Menteri Agama (2014-2019) Lukman Hakim Saifuddin mengatakan, setidaknya ada tiga tantangan yang harus dihadapi dalam proses penguatan MB. Pertama, berkembangnya pemahamaan dan pengamalan keagamaan yang berlebihan, melampaui batas, dan ekstrem, sehingga malah bertolak belakang dengan esensi ajaran agama.

“Esensi ajaran agama adalah memanusiakan manusia. Pemahaman keagamaan disebut berlebihan dan ekstrem, jika justru mengingkari nilai kemanusiaan dengan mengatasnamakan agama,” jelas Lukman Hakim Saifuddin dalam Rapat Koordinasi dan Percepatan Pelaksanaan Program Moderasi Beragama, Kamis (19/8/2021).

Tantangan kedua, lanjut pria yang akrab disapa LHS ini, adalah munculnya klaim kebenaran atas tafsir agama. Menurutnya, ada sebagian orang yang merasa paham tafsir keagamaannya sajalah yang paling benar, lalu memaksa orang lain yang berbeda untuk mengikuti pahamnya, bahkan bila perlu dengan menggunakan cara paksaan dan kekerasan.

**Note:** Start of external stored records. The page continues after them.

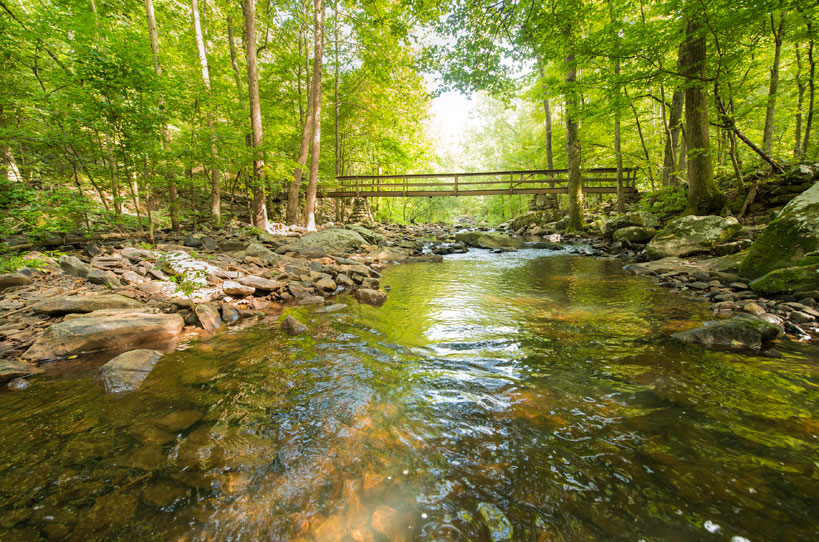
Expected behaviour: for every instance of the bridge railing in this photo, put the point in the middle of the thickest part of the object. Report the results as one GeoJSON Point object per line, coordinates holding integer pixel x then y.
{"type": "Point", "coordinates": [539, 181]}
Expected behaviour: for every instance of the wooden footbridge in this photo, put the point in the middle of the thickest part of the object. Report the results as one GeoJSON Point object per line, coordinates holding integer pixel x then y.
{"type": "Point", "coordinates": [493, 183]}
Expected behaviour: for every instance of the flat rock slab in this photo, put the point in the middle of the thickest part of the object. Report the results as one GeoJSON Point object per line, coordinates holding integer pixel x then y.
{"type": "Point", "coordinates": [57, 306]}
{"type": "Point", "coordinates": [9, 280]}
{"type": "Point", "coordinates": [106, 333]}
{"type": "Point", "coordinates": [11, 369]}
{"type": "Point", "coordinates": [127, 371]}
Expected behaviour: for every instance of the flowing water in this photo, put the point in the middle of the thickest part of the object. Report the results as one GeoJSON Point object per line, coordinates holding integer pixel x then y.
{"type": "Point", "coordinates": [523, 396]}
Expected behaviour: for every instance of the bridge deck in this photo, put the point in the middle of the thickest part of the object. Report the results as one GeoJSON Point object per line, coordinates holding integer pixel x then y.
{"type": "Point", "coordinates": [493, 183]}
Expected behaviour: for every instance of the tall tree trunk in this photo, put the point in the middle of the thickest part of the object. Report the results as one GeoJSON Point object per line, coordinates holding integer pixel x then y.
{"type": "Point", "coordinates": [672, 139]}
{"type": "Point", "coordinates": [800, 102]}
{"type": "Point", "coordinates": [216, 205]}
{"type": "Point", "coordinates": [767, 137]}
{"type": "Point", "coordinates": [259, 211]}
{"type": "Point", "coordinates": [575, 188]}
{"type": "Point", "coordinates": [304, 149]}
{"type": "Point", "coordinates": [171, 180]}
{"type": "Point", "coordinates": [703, 194]}
{"type": "Point", "coordinates": [811, 92]}
{"type": "Point", "coordinates": [312, 186]}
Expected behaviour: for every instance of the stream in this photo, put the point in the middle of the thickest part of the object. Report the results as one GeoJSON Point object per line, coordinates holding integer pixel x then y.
{"type": "Point", "coordinates": [528, 396]}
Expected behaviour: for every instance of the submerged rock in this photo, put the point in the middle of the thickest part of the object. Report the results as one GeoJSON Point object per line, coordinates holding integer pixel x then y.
{"type": "Point", "coordinates": [12, 368]}
{"type": "Point", "coordinates": [787, 239]}
{"type": "Point", "coordinates": [480, 239]}
{"type": "Point", "coordinates": [293, 327]}
{"type": "Point", "coordinates": [57, 306]}
{"type": "Point", "coordinates": [127, 371]}
{"type": "Point", "coordinates": [741, 333]}
{"type": "Point", "coordinates": [105, 333]}
{"type": "Point", "coordinates": [689, 235]}
{"type": "Point", "coordinates": [787, 280]}
{"type": "Point", "coordinates": [375, 298]}
{"type": "Point", "coordinates": [500, 528]}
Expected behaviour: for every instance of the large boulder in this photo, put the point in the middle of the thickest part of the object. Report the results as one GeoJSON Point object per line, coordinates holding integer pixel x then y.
{"type": "Point", "coordinates": [106, 333]}
{"type": "Point", "coordinates": [337, 241]}
{"type": "Point", "coordinates": [689, 235]}
{"type": "Point", "coordinates": [127, 371]}
{"type": "Point", "coordinates": [67, 304]}
{"type": "Point", "coordinates": [643, 219]}
{"type": "Point", "coordinates": [480, 239]}
{"type": "Point", "coordinates": [740, 333]}
{"type": "Point", "coordinates": [787, 239]}
{"type": "Point", "coordinates": [787, 280]}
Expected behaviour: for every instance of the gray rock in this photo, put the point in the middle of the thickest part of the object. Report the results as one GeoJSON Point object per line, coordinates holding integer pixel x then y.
{"type": "Point", "coordinates": [12, 368]}
{"type": "Point", "coordinates": [127, 371]}
{"type": "Point", "coordinates": [371, 297]}
{"type": "Point", "coordinates": [57, 306]}
{"type": "Point", "coordinates": [634, 234]}
{"type": "Point", "coordinates": [260, 284]}
{"type": "Point", "coordinates": [106, 278]}
{"type": "Point", "coordinates": [9, 280]}
{"type": "Point", "coordinates": [337, 241]}
{"type": "Point", "coordinates": [106, 333]}
{"type": "Point", "coordinates": [689, 235]}
{"type": "Point", "coordinates": [291, 326]}
{"type": "Point", "coordinates": [208, 316]}
{"type": "Point", "coordinates": [74, 266]}
{"type": "Point", "coordinates": [235, 289]}
{"type": "Point", "coordinates": [740, 333]}
{"type": "Point", "coordinates": [229, 313]}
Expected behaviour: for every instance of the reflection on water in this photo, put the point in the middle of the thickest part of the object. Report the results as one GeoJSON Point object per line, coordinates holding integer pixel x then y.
{"type": "Point", "coordinates": [523, 396]}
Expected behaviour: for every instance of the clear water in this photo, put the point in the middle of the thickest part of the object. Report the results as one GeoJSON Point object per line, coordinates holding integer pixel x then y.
{"type": "Point", "coordinates": [523, 396]}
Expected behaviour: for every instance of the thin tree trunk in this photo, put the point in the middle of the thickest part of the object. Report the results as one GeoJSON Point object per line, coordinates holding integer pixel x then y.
{"type": "Point", "coordinates": [214, 170]}
{"type": "Point", "coordinates": [259, 211]}
{"type": "Point", "coordinates": [800, 102]}
{"type": "Point", "coordinates": [171, 180]}
{"type": "Point", "coordinates": [703, 194]}
{"type": "Point", "coordinates": [767, 137]}
{"type": "Point", "coordinates": [312, 186]}
{"type": "Point", "coordinates": [575, 189]}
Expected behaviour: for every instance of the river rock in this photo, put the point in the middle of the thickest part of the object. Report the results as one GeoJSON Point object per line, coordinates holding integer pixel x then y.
{"type": "Point", "coordinates": [208, 316]}
{"type": "Point", "coordinates": [479, 239]}
{"type": "Point", "coordinates": [9, 280]}
{"type": "Point", "coordinates": [375, 298]}
{"type": "Point", "coordinates": [259, 283]}
{"type": "Point", "coordinates": [291, 326]}
{"type": "Point", "coordinates": [106, 333]}
{"type": "Point", "coordinates": [741, 333]}
{"type": "Point", "coordinates": [634, 234]}
{"type": "Point", "coordinates": [642, 219]}
{"type": "Point", "coordinates": [689, 235]}
{"type": "Point", "coordinates": [257, 250]}
{"type": "Point", "coordinates": [127, 371]}
{"type": "Point", "coordinates": [74, 266]}
{"type": "Point", "coordinates": [337, 241]}
{"type": "Point", "coordinates": [12, 368]}
{"type": "Point", "coordinates": [56, 306]}
{"type": "Point", "coordinates": [235, 289]}
{"type": "Point", "coordinates": [788, 280]}
{"type": "Point", "coordinates": [787, 239]}
{"type": "Point", "coordinates": [106, 278]}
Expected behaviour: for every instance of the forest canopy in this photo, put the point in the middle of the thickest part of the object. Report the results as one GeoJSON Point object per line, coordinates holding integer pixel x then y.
{"type": "Point", "coordinates": [120, 114]}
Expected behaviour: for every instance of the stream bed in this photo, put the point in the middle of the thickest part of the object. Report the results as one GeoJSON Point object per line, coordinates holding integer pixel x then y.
{"type": "Point", "coordinates": [522, 396]}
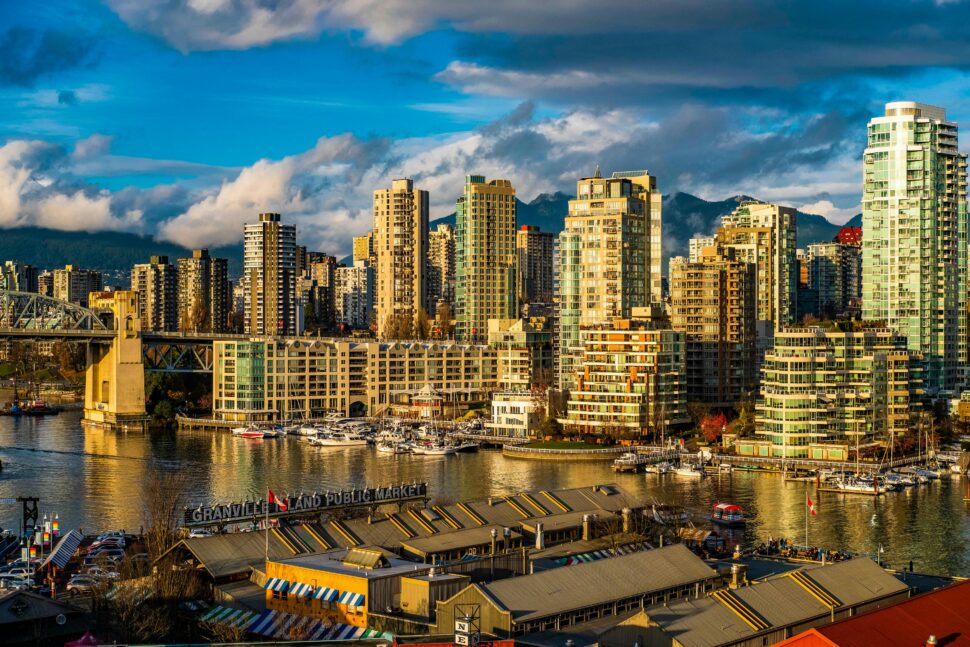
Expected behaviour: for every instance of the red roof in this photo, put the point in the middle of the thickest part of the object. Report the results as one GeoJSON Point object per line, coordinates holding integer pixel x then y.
{"type": "Point", "coordinates": [944, 613]}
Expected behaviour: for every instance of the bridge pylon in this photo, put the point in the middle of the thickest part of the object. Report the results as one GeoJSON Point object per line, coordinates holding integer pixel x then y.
{"type": "Point", "coordinates": [114, 385]}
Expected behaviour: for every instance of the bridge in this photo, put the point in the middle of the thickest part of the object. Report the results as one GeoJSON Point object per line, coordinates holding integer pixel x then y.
{"type": "Point", "coordinates": [118, 352]}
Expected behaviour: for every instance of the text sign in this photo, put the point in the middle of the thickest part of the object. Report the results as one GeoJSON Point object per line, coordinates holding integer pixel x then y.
{"type": "Point", "coordinates": [316, 502]}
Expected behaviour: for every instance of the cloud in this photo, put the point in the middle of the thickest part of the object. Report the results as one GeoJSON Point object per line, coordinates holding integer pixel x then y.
{"type": "Point", "coordinates": [30, 54]}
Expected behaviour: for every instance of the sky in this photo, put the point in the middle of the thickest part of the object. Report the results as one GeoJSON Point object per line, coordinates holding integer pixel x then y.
{"type": "Point", "coordinates": [183, 119]}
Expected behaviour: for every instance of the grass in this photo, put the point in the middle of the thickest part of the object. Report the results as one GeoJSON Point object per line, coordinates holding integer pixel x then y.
{"type": "Point", "coordinates": [562, 444]}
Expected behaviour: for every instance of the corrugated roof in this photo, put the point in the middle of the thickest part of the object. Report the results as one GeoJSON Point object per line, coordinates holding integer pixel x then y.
{"type": "Point", "coordinates": [564, 589]}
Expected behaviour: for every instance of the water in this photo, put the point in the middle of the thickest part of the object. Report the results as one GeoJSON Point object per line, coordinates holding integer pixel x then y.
{"type": "Point", "coordinates": [94, 481]}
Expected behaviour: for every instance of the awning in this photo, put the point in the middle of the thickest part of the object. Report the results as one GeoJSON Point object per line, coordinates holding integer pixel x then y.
{"type": "Point", "coordinates": [228, 616]}
{"type": "Point", "coordinates": [326, 594]}
{"type": "Point", "coordinates": [64, 550]}
{"type": "Point", "coordinates": [351, 599]}
{"type": "Point", "coordinates": [276, 584]}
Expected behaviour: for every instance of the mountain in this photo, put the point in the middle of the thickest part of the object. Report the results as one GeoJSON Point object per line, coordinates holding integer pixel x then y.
{"type": "Point", "coordinates": [110, 252]}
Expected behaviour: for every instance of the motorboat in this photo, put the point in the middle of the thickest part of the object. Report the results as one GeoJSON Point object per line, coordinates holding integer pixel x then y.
{"type": "Point", "coordinates": [727, 514]}
{"type": "Point", "coordinates": [690, 470]}
{"type": "Point", "coordinates": [252, 431]}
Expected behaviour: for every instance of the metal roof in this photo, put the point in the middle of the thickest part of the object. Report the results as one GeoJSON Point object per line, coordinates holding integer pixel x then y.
{"type": "Point", "coordinates": [585, 585]}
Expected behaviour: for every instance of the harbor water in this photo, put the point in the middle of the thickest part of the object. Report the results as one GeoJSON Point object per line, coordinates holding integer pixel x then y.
{"type": "Point", "coordinates": [94, 480]}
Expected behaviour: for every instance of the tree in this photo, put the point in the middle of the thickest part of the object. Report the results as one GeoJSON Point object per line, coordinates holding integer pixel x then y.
{"type": "Point", "coordinates": [713, 427]}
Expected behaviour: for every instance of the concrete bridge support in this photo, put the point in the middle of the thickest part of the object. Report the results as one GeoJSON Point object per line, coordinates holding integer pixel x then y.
{"type": "Point", "coordinates": [114, 386]}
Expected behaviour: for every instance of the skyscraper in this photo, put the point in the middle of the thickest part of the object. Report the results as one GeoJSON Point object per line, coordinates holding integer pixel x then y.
{"type": "Point", "coordinates": [204, 300]}
{"type": "Point", "coordinates": [269, 265]}
{"type": "Point", "coordinates": [534, 264]}
{"type": "Point", "coordinates": [155, 282]}
{"type": "Point", "coordinates": [609, 258]}
{"type": "Point", "coordinates": [484, 255]}
{"type": "Point", "coordinates": [401, 246]}
{"type": "Point", "coordinates": [441, 267]}
{"type": "Point", "coordinates": [914, 247]}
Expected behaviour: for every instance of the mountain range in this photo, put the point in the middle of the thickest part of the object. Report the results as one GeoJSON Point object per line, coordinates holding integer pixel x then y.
{"type": "Point", "coordinates": [114, 253]}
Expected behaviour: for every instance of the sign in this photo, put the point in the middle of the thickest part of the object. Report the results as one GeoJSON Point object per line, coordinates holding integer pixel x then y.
{"type": "Point", "coordinates": [303, 503]}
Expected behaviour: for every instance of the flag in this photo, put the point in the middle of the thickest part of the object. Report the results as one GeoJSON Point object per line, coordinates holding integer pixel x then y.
{"type": "Point", "coordinates": [280, 503]}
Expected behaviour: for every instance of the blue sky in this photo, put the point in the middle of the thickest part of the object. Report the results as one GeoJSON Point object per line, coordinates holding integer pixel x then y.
{"type": "Point", "coordinates": [181, 119]}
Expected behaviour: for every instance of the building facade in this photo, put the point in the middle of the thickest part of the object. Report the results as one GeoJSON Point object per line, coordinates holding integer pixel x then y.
{"type": "Point", "coordinates": [204, 298]}
{"type": "Point", "coordinates": [609, 254]}
{"type": "Point", "coordinates": [401, 246]}
{"type": "Point", "coordinates": [269, 265]}
{"type": "Point", "coordinates": [632, 381]}
{"type": "Point", "coordinates": [914, 251]}
{"type": "Point", "coordinates": [484, 256]}
{"type": "Point", "coordinates": [533, 249]}
{"type": "Point", "coordinates": [712, 301]}
{"type": "Point", "coordinates": [828, 387]}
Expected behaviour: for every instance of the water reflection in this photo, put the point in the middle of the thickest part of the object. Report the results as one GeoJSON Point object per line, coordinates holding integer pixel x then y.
{"type": "Point", "coordinates": [94, 480]}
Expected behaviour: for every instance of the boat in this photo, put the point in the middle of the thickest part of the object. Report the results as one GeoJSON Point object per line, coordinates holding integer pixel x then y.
{"type": "Point", "coordinates": [670, 515]}
{"type": "Point", "coordinates": [727, 514]}
{"type": "Point", "coordinates": [690, 470]}
{"type": "Point", "coordinates": [252, 431]}
{"type": "Point", "coordinates": [339, 439]}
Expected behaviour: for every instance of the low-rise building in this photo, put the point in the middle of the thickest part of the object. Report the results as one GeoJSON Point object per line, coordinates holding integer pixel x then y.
{"type": "Point", "coordinates": [828, 387]}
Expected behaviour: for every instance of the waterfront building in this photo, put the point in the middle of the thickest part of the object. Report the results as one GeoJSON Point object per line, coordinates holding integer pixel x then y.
{"type": "Point", "coordinates": [354, 295]}
{"type": "Point", "coordinates": [712, 301]}
{"type": "Point", "coordinates": [631, 381]}
{"type": "Point", "coordinates": [441, 267]}
{"type": "Point", "coordinates": [156, 284]}
{"type": "Point", "coordinates": [822, 390]}
{"type": "Point", "coordinates": [764, 235]}
{"type": "Point", "coordinates": [18, 277]}
{"type": "Point", "coordinates": [204, 300]}
{"type": "Point", "coordinates": [484, 256]}
{"type": "Point", "coordinates": [609, 254]}
{"type": "Point", "coordinates": [401, 246]}
{"type": "Point", "coordinates": [286, 379]}
{"type": "Point", "coordinates": [534, 262]}
{"type": "Point", "coordinates": [74, 284]}
{"type": "Point", "coordinates": [834, 279]}
{"type": "Point", "coordinates": [914, 252]}
{"type": "Point", "coordinates": [269, 264]}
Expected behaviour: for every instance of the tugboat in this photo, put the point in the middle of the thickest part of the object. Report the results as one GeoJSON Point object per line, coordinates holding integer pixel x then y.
{"type": "Point", "coordinates": [727, 514]}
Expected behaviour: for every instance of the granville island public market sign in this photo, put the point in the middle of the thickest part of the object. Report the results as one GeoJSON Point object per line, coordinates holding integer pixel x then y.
{"type": "Point", "coordinates": [316, 502]}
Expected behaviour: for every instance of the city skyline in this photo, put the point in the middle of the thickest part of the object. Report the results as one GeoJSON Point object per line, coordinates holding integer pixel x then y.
{"type": "Point", "coordinates": [412, 92]}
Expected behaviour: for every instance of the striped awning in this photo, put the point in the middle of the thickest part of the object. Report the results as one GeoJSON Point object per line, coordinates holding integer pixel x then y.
{"type": "Point", "coordinates": [276, 584]}
{"type": "Point", "coordinates": [64, 550]}
{"type": "Point", "coordinates": [228, 616]}
{"type": "Point", "coordinates": [326, 594]}
{"type": "Point", "coordinates": [351, 599]}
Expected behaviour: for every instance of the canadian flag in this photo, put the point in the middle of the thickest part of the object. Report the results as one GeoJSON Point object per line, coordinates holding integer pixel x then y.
{"type": "Point", "coordinates": [281, 503]}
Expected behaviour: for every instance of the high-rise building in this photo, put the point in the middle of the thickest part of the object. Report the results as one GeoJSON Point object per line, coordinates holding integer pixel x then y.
{"type": "Point", "coordinates": [484, 255]}
{"type": "Point", "coordinates": [712, 301]}
{"type": "Point", "coordinates": [534, 257]}
{"type": "Point", "coordinates": [764, 234]}
{"type": "Point", "coordinates": [609, 254]}
{"type": "Point", "coordinates": [401, 246]}
{"type": "Point", "coordinates": [157, 287]}
{"type": "Point", "coordinates": [18, 277]}
{"type": "Point", "coordinates": [824, 389]}
{"type": "Point", "coordinates": [914, 249]}
{"type": "Point", "coordinates": [204, 298]}
{"type": "Point", "coordinates": [354, 295]}
{"type": "Point", "coordinates": [74, 284]}
{"type": "Point", "coordinates": [441, 267]}
{"type": "Point", "coordinates": [269, 272]}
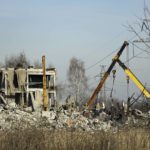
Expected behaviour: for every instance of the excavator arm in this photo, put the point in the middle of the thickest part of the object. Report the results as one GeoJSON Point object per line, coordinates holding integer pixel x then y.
{"type": "Point", "coordinates": [134, 79]}
{"type": "Point", "coordinates": [106, 74]}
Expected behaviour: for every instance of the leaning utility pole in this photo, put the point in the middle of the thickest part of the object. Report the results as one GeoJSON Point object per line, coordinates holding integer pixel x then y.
{"type": "Point", "coordinates": [103, 91]}
{"type": "Point", "coordinates": [45, 98]}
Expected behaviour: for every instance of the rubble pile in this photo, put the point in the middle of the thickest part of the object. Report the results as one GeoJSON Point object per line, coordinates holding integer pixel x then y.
{"type": "Point", "coordinates": [13, 118]}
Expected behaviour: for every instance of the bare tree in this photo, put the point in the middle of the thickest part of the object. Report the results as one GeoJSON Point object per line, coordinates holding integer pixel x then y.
{"type": "Point", "coordinates": [19, 60]}
{"type": "Point", "coordinates": [77, 79]}
{"type": "Point", "coordinates": [142, 29]}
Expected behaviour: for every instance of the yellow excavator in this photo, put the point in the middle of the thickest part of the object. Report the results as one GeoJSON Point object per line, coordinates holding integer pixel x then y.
{"type": "Point", "coordinates": [107, 73]}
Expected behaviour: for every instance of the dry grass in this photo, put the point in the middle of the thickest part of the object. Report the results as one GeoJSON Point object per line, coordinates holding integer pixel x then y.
{"type": "Point", "coordinates": [33, 139]}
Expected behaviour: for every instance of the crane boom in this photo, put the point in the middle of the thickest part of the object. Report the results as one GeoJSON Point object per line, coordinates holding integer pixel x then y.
{"type": "Point", "coordinates": [106, 74]}
{"type": "Point", "coordinates": [134, 79]}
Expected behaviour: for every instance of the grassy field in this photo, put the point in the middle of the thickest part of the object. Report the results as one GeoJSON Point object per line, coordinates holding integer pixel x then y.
{"type": "Point", "coordinates": [33, 139]}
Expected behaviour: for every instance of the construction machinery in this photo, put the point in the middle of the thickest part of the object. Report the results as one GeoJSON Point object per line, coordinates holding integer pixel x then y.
{"type": "Point", "coordinates": [107, 73]}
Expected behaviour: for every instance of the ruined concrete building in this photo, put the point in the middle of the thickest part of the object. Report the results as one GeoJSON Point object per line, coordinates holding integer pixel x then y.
{"type": "Point", "coordinates": [25, 86]}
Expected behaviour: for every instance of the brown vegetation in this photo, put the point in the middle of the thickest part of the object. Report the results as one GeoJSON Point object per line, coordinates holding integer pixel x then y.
{"type": "Point", "coordinates": [31, 139]}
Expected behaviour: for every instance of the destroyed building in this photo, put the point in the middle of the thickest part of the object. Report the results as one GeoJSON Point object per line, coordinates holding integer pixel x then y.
{"type": "Point", "coordinates": [25, 86]}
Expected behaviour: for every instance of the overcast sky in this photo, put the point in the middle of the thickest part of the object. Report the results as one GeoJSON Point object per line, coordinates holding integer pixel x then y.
{"type": "Point", "coordinates": [62, 29]}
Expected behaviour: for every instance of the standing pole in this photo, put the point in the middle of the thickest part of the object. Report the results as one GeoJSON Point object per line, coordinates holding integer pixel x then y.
{"type": "Point", "coordinates": [45, 98]}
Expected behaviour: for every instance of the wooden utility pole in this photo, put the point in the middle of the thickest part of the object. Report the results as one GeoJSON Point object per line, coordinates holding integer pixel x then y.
{"type": "Point", "coordinates": [45, 98]}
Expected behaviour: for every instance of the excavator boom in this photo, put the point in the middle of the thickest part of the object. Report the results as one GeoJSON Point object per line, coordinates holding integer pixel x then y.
{"type": "Point", "coordinates": [101, 83]}
{"type": "Point", "coordinates": [134, 79]}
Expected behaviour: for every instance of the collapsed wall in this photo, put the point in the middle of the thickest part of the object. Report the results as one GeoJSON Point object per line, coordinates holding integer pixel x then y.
{"type": "Point", "coordinates": [25, 86]}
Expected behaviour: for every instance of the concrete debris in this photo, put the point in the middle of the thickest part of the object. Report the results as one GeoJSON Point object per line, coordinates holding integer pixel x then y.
{"type": "Point", "coordinates": [13, 117]}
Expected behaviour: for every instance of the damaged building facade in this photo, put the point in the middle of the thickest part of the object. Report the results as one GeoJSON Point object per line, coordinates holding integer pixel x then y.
{"type": "Point", "coordinates": [25, 86]}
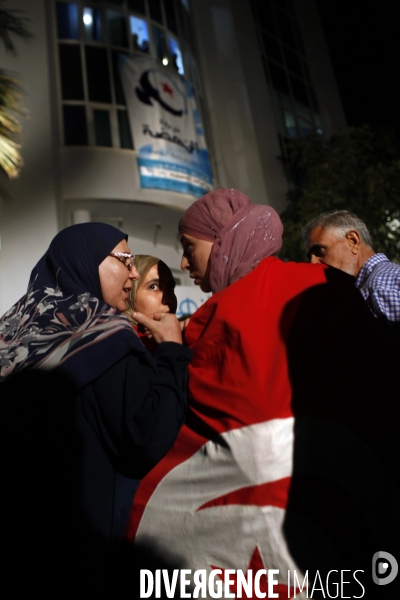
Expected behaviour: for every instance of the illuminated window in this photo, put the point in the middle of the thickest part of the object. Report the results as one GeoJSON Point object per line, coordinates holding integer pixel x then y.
{"type": "Point", "coordinates": [92, 34]}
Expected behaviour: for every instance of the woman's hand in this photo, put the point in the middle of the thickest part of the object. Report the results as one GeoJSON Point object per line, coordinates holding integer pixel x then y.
{"type": "Point", "coordinates": [163, 327]}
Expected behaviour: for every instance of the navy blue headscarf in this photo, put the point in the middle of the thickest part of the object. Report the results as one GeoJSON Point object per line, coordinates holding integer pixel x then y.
{"type": "Point", "coordinates": [62, 321]}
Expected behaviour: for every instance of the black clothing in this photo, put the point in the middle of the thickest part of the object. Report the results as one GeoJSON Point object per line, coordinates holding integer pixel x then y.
{"type": "Point", "coordinates": [85, 411]}
{"type": "Point", "coordinates": [71, 466]}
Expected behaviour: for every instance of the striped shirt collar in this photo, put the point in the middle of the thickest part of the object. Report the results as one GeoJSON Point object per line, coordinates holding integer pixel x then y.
{"type": "Point", "coordinates": [369, 266]}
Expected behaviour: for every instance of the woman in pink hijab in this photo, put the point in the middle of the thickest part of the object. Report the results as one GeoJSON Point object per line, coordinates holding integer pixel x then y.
{"type": "Point", "coordinates": [225, 236]}
{"type": "Point", "coordinates": [279, 463]}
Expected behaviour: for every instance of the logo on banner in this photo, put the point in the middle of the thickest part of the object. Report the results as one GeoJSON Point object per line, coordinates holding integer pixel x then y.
{"type": "Point", "coordinates": [161, 88]}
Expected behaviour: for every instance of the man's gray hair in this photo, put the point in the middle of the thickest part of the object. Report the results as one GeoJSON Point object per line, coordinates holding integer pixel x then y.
{"type": "Point", "coordinates": [341, 221]}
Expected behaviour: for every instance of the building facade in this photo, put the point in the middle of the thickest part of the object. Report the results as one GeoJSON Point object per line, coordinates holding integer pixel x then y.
{"type": "Point", "coordinates": [260, 73]}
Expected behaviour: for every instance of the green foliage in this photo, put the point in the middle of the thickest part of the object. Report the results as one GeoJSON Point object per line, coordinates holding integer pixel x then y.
{"type": "Point", "coordinates": [357, 170]}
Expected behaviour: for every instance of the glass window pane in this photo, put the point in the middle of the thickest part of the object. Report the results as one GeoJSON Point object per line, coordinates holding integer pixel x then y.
{"type": "Point", "coordinates": [306, 71]}
{"type": "Point", "coordinates": [137, 6]}
{"type": "Point", "coordinates": [286, 100]}
{"type": "Point", "coordinates": [119, 90]}
{"type": "Point", "coordinates": [266, 17]}
{"type": "Point", "coordinates": [299, 38]}
{"type": "Point", "coordinates": [305, 128]}
{"type": "Point", "coordinates": [155, 10]}
{"type": "Point", "coordinates": [102, 127]}
{"type": "Point", "coordinates": [92, 25]}
{"type": "Point", "coordinates": [124, 130]}
{"type": "Point", "coordinates": [71, 72]}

“Ini yang disebut melampaui batas dan berlebihan dalam beragama. Jadi, klaim kebenaran sepihak lalu memaksakan kehendak,” tuturnya.

Tantangan ketiga, pemahaman yang justru merongrong atau mengancam, bahkan merusak ikatan kebangsaaan. LHS mencontohkan pemahaman orang yang atas nama agama lalu menyalahkan Pancasila, mengharamkan hormat bendera, mengkafirkan orang yang menyanyikan lagu Indonesia Raya, bahkan mengajarkan bahwa nasionalisme tidak penting karena tidak diajarkan agama.

“Ini adalah cara pandang, sikap, dan praktik beragama yang berlebihan dan melampaui batas dalam konteks keindonesiaan kita. Cara pandang ini harus dimoderasi,” tegas LHS.

“Jadi yang dimoderasi, diposisikan untuk berada di tengah, tidak ekstrem kanan dan kiri, itu cara beragamanya, bukan agama itu sendiri,” sambungnya.

Terkait tiga tantangan tersebut, LHS menegaskan bahwa kebijakan penguatan MB diarahkan pada upaya membentuk SDM Indonesia yang berpegang teguh dengan nilai dan esensi ajaran agama, berorientasi menciptakan kemaslahatan umum, dan menjunjung tinggi komitmen kebangsaan.